Five Redaction Mistakes That Expose Personal Data
A Freedom of Information response from a UK council in 2023 accidentally exposed the personal details of vulnerable individuals. The cause was overlay redaction - black boxes placed on top of text that anyone could lift off with a free PDF tool. It's one of the most common redaction failures, and far from the only one.
By RedactProof Editorial Team Β· Feb 18, 2026
Overlay redaction instead of pixel-burn
This is the mistake that makes headlines. Someone draws a black rectangle over sensitive text in a PDF, exports the file, and sends it out. The text underneath hasn't gone anywhere. Select all, copy, paste into Notepad - there it is.
The distinction matters because most general-purpose PDF tools (including the default annotation features in Adobe Reader, Preview on Mac, and various free online editors) only add a visual layer. The text data remains in the file structure. Genuine redaction requires a tool that replaces the underlying text with image data or removes it from the file entirely. This is called pixel-burn redaction.
How to check: open your redacted PDF in any viewer, try to select and copy text from behind the redaction marks. If you can, the redaction is cosmetic. If you get nothing - or image data - it's genuine.
Forgetting document metadata
You've carefully redacted every name from a 40-page report. But the document properties still show the original author's full name, email address, and the company name in the "Created by" field. The revision history might contain earlier versions with unredacted content. Embedded comments from reviewers can include names and timestamps.

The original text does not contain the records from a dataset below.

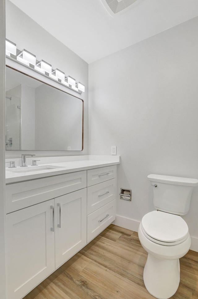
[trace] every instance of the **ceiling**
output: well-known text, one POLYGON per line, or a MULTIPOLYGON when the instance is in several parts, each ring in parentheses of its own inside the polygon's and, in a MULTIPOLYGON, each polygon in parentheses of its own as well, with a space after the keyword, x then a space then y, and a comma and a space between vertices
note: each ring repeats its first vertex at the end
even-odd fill
POLYGON ((88 63, 198 15, 197 0, 137 0, 111 16, 101 0, 11 0, 88 63))

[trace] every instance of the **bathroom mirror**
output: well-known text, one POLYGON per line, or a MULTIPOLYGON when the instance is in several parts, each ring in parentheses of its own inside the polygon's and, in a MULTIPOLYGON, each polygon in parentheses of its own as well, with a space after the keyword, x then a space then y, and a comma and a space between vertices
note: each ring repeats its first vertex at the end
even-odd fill
POLYGON ((6 66, 6 149, 81 151, 84 102, 6 66))

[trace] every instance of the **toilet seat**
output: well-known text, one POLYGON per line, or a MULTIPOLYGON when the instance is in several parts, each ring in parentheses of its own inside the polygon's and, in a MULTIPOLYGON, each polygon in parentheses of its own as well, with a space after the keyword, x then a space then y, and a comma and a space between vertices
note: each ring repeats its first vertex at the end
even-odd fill
POLYGON ((186 240, 189 234, 188 226, 181 217, 160 211, 145 215, 141 225, 147 238, 161 245, 179 244, 186 240))

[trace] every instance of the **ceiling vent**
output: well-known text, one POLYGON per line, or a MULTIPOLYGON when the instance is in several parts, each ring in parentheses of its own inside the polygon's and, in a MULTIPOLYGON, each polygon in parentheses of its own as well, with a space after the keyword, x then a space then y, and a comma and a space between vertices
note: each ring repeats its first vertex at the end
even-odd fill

Metadata is the information about the document that most people never look at. A thorough redaction process strips this as well: author fields, revision history, comments, annotations, bookmarks, and any embedded attachments. Most dedicated redaction tools handle this automatically. If yours doesn't, you'll need to clean metadata separately.
Inconsistent name redaction
A witness is named "Sarah Thompson" on page 3 and the redactor catches it. On page 17, a reference to "Ms Thompson" slips through. On page 41, "S. Thompson" appears in a table footer. Same person, three different formats, only one caught.
Automated detection helps here - AI-based tools that understand entity context can link variations of the same name across a document. But even with automation, a final manual pass is sensible for anything being disclosed externally. Search the document for fragments of known names, not just the full version.
Ignoring embedded content
PDFs can contain embedded images, attached files, form field data, and even JavaScript. A scanned letter embedded as an image within a PDF won't be caught by text-based redaction. OCR (optical character recognition) needs to run first to make the text in those images searchable and redactable.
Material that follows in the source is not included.